Please do not mix issues. @zephyrr @davidgraeff I think both your requests would benefit from their own discussion threads, i.e. issues. Edit: @zephyrr, sorry misinterpreted your #13 mentioning. I'll try answering in my next message.

@timpur not sure where you got that idea from. Nothing here is specific to ESH. Check the "Motivation" chapter of our convention. Autodiscoverability (being able to understand all data- and actionpoints of one client based on the published information and a conceptional knowledge of the convention) is one of the most important properties/goals of the convention.

@davidgraeff I'm sure you are aware of this: The convention will evolve over time but clients will stick to certain convention versions. How do you imagine supporting a wide range of versions?

ThomDietrich commented 6 years ago

@zephyrr I personally did not find the time to address all your comments yet.
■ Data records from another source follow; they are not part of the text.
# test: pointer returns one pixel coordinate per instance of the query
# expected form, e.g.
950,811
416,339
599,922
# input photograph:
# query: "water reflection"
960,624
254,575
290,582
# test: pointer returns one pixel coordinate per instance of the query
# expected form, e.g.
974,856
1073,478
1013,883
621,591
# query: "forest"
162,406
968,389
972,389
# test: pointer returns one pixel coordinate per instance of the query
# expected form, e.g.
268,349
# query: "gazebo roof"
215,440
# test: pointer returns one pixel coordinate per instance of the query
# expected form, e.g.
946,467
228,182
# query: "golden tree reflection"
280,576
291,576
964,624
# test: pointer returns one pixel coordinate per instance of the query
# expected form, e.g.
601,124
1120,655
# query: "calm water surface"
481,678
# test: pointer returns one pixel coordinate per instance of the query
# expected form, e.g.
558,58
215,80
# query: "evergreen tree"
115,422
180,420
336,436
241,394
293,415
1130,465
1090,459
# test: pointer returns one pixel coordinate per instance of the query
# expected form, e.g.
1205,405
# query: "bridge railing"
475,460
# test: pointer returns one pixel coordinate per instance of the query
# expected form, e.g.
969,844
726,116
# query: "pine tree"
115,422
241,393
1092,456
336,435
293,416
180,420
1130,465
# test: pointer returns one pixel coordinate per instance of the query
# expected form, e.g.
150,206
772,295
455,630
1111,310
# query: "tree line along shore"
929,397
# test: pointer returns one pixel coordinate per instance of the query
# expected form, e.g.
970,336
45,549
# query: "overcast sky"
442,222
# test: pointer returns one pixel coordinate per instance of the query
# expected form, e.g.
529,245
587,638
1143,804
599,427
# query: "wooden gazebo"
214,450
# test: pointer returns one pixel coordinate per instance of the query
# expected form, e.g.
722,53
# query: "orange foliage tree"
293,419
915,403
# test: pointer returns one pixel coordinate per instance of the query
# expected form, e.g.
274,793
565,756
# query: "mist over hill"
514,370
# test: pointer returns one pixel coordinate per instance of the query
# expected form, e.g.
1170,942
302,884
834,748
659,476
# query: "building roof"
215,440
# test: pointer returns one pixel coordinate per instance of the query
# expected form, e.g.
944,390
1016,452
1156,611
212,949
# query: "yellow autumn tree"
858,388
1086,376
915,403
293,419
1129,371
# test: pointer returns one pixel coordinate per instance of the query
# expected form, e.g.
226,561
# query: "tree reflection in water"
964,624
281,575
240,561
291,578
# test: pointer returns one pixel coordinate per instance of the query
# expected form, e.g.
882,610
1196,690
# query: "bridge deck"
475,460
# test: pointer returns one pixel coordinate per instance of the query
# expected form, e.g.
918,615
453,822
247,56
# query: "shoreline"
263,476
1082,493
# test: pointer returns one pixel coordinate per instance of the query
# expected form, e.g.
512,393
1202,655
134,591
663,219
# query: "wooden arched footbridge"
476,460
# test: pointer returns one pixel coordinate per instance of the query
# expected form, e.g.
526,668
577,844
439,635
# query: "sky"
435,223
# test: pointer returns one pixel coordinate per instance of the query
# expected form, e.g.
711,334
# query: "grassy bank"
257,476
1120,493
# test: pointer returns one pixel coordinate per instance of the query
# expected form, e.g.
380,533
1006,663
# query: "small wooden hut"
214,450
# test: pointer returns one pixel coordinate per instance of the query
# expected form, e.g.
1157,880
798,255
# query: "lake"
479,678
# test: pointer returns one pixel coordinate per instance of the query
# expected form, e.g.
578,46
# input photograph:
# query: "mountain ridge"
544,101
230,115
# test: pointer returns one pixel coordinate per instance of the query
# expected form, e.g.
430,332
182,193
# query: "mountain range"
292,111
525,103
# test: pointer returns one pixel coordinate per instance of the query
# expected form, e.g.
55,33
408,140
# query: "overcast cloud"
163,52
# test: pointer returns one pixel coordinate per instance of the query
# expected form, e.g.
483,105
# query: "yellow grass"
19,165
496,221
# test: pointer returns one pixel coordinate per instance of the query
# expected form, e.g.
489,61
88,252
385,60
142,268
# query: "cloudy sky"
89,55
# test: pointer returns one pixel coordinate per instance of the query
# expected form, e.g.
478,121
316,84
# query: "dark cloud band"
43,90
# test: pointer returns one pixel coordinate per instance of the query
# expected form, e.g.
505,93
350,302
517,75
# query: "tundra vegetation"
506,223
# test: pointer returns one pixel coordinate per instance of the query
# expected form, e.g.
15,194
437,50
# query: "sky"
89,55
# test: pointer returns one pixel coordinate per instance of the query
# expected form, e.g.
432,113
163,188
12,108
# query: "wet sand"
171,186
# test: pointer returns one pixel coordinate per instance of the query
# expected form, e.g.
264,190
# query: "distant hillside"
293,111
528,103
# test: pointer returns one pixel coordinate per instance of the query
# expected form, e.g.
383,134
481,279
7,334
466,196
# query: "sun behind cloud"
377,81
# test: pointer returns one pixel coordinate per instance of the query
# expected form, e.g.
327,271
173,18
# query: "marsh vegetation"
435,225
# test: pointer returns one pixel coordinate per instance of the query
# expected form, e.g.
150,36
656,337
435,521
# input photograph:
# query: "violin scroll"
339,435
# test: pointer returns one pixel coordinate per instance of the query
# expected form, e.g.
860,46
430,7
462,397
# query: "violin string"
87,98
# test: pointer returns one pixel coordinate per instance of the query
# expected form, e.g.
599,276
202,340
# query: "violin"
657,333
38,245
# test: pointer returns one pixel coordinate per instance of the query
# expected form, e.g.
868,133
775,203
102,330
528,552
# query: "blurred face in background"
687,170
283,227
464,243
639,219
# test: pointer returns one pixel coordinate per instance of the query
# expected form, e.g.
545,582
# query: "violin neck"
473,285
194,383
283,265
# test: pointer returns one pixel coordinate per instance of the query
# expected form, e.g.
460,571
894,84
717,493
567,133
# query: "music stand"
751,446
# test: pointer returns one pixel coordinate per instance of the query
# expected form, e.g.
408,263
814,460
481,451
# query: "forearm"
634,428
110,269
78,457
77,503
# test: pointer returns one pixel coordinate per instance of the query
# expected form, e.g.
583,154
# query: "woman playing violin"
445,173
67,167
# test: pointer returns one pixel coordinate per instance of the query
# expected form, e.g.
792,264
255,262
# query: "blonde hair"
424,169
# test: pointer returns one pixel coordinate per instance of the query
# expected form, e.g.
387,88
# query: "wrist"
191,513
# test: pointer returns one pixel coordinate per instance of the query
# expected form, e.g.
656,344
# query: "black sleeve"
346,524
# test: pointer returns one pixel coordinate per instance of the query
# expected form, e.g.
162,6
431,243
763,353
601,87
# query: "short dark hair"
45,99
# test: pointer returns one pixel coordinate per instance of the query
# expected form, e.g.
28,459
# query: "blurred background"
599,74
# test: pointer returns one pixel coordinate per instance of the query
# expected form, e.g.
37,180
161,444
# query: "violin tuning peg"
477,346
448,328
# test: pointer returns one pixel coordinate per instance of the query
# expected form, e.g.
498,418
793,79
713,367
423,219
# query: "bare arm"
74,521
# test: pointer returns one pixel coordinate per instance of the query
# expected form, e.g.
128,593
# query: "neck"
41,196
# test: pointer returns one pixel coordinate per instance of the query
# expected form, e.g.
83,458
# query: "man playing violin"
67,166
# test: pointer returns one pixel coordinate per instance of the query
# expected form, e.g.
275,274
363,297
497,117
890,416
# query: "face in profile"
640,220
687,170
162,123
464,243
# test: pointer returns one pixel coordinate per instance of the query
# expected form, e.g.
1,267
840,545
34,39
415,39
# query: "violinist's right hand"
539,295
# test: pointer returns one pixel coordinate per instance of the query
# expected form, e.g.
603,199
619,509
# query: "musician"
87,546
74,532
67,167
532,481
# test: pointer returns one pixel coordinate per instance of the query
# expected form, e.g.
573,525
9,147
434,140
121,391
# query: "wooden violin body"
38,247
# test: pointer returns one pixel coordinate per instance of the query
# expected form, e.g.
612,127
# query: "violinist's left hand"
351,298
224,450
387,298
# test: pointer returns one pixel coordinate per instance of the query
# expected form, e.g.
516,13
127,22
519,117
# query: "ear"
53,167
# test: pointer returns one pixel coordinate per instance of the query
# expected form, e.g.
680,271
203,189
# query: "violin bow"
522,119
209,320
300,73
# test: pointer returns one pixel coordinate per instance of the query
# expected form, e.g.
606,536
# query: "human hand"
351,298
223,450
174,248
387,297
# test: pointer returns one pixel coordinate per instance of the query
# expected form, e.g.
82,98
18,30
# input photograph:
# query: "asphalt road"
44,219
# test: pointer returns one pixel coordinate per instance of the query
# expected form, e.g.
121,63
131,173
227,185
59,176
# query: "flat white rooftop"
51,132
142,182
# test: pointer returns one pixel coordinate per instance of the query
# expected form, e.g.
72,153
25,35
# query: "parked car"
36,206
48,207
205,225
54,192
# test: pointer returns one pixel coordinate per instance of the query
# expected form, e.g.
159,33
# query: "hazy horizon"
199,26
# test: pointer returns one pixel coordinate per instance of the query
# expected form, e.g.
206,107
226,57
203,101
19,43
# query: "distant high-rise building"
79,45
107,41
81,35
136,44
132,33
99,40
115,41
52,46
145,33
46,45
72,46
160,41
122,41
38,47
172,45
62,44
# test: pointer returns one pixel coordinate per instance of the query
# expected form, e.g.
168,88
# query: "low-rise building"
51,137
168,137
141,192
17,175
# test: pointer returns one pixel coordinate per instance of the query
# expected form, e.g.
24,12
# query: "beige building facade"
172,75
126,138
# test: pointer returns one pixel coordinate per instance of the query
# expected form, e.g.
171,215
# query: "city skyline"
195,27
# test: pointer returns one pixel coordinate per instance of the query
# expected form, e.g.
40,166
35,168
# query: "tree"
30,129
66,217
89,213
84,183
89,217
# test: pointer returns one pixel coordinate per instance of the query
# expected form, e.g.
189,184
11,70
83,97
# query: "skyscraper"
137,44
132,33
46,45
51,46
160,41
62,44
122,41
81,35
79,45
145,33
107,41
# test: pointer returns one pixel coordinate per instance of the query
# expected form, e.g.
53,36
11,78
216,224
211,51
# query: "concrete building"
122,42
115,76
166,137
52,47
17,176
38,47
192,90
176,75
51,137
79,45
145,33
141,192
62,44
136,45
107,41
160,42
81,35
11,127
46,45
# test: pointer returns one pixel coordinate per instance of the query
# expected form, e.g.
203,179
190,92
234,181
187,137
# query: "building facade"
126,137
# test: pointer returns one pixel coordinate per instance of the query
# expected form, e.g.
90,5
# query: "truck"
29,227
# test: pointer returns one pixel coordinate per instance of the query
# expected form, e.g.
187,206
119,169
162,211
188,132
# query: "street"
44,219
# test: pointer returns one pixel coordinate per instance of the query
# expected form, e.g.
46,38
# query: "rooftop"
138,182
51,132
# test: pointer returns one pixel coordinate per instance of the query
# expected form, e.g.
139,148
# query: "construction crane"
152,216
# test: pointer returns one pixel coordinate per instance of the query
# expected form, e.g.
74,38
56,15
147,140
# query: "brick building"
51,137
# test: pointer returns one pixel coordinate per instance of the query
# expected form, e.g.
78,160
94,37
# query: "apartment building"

Imho it would be better to break them down to multiple issues so we can focus the discussion.

Number 13 of your list is imho looking at the topic differently than the convention:

Attributes are represented by topic identifier starting with $. The precise definition of attributes is important for the automatic discovery of devices following the Homie convention.

Attributes represent metadata on top of the application-specific data and data-tree. Where e.g. homie/super-car/engine/temperature represents the temperature of the car engine, the topic homie/super-car/engine/temperature/$unit informs about the unit of this datapoint. Attributes are not necessarily about being constant, even though that is implied by their nature.

davidgraeff commented 6 years ago

"How do you imagine supporting a wide range of versions?"

I don't. MQTT wouldn't be a success story, if the protocol changed every now and then. It only got extended over time. (Although a real break is to be expected with MQTTv5).

The same goes with homie. I will implement whatever is current at that moment. I will add a check to require at least version 3.x up to but not including 4.0. So please stay compatible in this version, according to semver. If you are going to redefine the stat node, do that now ;)

ThomDietrich commented 6 years ago

@davidgraeff not sure how I feel about my understanding of your answer. If Homie v3.1 adds a new set of datapoints the Binding should be able to interpret and present them. Ideally this should happen based on the $homie version info rather than on best effort.

davidgraeff commented 6 years ago

@ThomDietrich I expect some homie implementations to skip certain topics ($fw,$implementation,etc) and I'm also expecting the spec to grow some more topics. That's not an issue at all for the implementation that I'm realizing right now.

It will break, if you change topic hierarchies or key topics. And that's what I mean.

Btw, I'm struggling with node instances (arrays) and may leave them out for now. It is not obvious for me, if node attributes are repeated for each instance. And if it is an array, what consists the not indexed node of. Is it only the attributes or can it have a value as well? Example:

homie/mydevice/node
homie/mydevice/node/$name="name"
homie/mydevice/node_0/$name="name0"

Is this a valid thing: home/mydevice/node and home/mydevice/node/set?

ThomDietrich commented 6 years ago

Let's continue the ESH implementation discussion in https://github.com/homieiot/convention/issues/85

davidgraeff commented 6 years ago

@marvinroger, @ThomDietrich : Should those non specific Issues be closed?

marvinroger commented 6 years ago

I think so. Umbrella issues are hard to track and discuss in a structured way.

davidgraeff commented 6 years ago

Closing this then. I invite every participant to create a concrete new issue for a non discussed topic.